Aside from the fact that he'd cut the mullet off 6 years earlier and no one there had actually bothered to look him in the eye, he knows he would have taken Essendon to a flag, Why the rest of the club is bitter at them is because that flag probably would have been 2006 and bloody John Worsfold would be hosting a children's game show on Channel 7 by now.
Of course, there's plenty more bitterness at the Dockers. Mark Johnson was turfed out on the street at the end of last year when Matthew Knights paid him back for a bit of rib work he gave him in the late nineties. Kepler Bradley had to spend December on the dole because Knights refused to do a trade with Fremantle unless it included Paul Hasleby, Matthew Pavlich or a $30 million dollar yacht parked off the coast of Port Melbourne. And worst of all is Dean Solomon, who left his The Best of Roxette cassette in his locker when he left and, to this day, the club have refused to give it back to him.
So it's not going to be a pleasant affair on Sunday...for Essendon. For starters, there are a lot of Fremantle players with carry over points just waiting to be recharged before the 2009 premiership tilt. Then there is Adam McPhee just walking around with a head that screams 'please hit me'.

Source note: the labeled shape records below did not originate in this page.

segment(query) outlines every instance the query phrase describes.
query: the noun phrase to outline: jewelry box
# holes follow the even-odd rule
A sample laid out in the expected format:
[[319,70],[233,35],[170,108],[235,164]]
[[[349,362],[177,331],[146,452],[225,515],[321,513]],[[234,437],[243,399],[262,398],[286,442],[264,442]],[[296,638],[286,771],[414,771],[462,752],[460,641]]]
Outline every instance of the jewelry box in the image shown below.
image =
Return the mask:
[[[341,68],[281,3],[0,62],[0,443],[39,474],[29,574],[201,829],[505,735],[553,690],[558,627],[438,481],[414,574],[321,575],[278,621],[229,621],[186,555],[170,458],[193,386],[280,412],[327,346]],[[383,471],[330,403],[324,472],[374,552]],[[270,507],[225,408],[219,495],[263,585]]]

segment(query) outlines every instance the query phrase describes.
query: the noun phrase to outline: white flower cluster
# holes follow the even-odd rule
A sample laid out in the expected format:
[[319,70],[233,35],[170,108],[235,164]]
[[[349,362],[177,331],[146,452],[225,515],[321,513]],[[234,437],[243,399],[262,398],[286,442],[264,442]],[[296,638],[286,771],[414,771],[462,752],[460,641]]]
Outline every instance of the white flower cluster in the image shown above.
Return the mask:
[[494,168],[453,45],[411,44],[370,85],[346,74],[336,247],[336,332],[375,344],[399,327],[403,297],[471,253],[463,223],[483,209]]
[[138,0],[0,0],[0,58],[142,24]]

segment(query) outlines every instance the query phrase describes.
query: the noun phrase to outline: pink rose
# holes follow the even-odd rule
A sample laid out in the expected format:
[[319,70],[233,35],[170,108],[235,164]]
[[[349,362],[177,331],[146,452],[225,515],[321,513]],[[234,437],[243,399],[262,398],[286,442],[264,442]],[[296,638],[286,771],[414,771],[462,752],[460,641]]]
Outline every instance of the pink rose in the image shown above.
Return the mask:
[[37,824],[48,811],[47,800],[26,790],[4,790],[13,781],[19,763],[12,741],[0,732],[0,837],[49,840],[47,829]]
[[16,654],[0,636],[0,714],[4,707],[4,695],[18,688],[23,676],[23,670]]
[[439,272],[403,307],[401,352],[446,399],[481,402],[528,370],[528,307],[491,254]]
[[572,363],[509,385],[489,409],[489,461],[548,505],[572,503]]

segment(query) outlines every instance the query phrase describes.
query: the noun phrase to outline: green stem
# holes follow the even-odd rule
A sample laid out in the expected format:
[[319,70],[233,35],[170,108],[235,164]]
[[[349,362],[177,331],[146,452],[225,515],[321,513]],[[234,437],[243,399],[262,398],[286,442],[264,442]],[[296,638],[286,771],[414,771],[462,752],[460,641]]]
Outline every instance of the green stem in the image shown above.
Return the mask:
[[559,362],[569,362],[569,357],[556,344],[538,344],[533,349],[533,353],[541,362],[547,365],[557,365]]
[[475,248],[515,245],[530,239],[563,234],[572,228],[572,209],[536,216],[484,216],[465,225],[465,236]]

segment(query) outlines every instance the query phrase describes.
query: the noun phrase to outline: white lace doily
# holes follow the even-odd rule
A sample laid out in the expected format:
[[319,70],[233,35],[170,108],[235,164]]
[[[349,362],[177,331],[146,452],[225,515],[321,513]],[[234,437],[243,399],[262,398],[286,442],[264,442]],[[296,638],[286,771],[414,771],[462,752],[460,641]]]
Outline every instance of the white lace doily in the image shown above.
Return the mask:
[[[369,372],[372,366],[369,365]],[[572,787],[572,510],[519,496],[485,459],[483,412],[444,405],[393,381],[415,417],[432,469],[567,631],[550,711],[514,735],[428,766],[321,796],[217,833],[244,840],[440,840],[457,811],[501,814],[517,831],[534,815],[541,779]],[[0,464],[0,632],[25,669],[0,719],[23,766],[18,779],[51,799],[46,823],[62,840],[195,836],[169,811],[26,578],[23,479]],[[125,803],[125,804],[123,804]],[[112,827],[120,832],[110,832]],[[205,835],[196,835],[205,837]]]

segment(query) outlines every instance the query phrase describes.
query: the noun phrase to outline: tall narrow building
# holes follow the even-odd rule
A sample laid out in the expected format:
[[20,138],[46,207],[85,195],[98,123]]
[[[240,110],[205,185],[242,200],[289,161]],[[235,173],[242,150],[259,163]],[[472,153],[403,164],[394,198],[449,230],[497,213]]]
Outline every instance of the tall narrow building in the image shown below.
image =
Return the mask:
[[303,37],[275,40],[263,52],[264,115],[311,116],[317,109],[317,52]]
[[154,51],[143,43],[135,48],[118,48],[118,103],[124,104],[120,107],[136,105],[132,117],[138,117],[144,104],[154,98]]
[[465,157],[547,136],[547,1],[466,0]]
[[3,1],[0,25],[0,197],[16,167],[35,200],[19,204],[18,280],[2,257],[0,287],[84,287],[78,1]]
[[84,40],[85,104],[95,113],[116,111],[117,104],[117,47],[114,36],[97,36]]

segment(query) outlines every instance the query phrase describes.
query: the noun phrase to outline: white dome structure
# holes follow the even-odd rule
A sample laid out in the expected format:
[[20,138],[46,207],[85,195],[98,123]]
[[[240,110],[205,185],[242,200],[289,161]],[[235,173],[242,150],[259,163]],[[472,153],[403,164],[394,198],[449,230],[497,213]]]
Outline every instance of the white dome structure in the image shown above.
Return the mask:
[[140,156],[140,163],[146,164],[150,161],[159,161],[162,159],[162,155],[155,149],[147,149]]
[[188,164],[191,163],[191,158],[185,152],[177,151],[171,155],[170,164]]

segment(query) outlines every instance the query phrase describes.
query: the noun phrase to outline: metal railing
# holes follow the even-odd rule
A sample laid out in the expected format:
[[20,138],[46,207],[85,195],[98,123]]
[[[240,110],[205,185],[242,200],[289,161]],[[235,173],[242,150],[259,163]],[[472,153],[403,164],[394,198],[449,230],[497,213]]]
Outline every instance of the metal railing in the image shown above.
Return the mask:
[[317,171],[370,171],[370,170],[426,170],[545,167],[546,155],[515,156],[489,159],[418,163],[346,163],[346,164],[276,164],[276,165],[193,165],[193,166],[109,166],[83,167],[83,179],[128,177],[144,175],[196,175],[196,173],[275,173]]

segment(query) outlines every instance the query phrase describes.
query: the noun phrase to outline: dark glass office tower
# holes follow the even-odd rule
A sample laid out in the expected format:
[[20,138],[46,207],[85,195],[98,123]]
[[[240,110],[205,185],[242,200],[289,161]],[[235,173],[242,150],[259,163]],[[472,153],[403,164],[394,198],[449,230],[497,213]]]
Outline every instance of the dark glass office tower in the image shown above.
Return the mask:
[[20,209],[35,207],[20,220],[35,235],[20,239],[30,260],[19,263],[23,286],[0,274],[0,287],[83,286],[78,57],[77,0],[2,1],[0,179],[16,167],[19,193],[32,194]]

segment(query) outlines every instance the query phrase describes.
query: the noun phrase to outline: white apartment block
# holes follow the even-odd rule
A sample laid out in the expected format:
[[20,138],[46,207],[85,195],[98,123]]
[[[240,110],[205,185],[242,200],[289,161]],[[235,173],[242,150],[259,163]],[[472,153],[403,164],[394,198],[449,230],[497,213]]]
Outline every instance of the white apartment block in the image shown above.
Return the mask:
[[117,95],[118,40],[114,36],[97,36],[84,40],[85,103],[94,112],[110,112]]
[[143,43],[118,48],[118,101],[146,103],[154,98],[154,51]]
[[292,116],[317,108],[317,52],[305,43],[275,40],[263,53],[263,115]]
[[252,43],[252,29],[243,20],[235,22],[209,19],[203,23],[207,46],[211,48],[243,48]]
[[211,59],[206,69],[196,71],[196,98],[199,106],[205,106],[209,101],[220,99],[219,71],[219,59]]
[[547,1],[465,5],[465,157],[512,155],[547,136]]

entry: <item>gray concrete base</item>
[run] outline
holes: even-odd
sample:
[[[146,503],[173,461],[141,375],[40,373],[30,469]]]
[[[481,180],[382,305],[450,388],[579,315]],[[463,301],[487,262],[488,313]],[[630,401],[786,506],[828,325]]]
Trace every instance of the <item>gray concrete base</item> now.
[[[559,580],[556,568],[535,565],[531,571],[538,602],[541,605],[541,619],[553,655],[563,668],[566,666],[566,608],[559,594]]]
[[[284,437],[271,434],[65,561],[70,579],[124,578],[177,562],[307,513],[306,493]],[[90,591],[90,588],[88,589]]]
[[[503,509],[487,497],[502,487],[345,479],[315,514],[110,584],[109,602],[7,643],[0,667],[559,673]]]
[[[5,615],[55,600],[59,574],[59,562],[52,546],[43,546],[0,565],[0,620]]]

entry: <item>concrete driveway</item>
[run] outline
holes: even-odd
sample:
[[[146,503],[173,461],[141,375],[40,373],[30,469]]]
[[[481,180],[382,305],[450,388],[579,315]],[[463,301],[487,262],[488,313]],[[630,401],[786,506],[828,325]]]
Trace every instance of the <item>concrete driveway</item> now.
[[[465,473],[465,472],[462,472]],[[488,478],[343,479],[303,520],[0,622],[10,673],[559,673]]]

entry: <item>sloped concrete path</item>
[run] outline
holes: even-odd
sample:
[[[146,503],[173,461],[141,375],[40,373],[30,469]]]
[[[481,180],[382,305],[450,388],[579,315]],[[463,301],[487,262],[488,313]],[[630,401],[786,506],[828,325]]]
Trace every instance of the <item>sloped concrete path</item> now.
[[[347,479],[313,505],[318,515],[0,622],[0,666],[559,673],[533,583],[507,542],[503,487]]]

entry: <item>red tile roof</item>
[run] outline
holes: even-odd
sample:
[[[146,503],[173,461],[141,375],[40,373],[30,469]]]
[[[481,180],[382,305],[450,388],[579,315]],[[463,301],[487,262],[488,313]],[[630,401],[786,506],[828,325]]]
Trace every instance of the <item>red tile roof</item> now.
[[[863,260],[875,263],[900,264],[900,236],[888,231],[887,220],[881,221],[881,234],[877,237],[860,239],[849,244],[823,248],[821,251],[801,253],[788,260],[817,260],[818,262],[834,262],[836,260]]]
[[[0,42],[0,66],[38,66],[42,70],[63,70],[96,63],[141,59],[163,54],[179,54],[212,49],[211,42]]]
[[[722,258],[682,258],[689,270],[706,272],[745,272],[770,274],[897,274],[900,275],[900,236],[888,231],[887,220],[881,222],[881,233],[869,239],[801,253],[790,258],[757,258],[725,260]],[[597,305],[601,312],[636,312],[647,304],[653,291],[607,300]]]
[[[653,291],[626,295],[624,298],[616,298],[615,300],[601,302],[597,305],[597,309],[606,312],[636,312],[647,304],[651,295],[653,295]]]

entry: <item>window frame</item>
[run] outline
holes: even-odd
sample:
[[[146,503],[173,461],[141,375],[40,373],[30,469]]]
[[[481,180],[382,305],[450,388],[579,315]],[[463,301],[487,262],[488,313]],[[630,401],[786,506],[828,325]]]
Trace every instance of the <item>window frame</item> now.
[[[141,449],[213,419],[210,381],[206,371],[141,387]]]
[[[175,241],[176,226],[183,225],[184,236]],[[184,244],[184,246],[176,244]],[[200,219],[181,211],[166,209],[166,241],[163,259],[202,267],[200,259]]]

But more important than seeing Essendon players injured beyond the capabilities of Perth's backwater medical fraternity, Mark Harvey will be more than happy just to see his side do to the Bombers what they did to Dean Laidley's mob last time they played on a consistent, AFL standard, surface.
A quarter of not getting the ball should see Matthew Lloyd's pants up around his chest by the end of the first term, as he nervously tugs them up watching goal after goal send the well rested Fremantle cheersquad into a frenzy. By half time he'll need some sort of respiratory device as the waistband heads well beyond his mouth and nose and by three quarter time, he'll be giving himself an atomic wedgy.
Fremantle might ease off in the last quarter out of respect for the aging champion but by then it will be too late. Fremantle will have wiped the floor with them, will take a week off and then come back to do some more steady rebuilding for the second half of the season.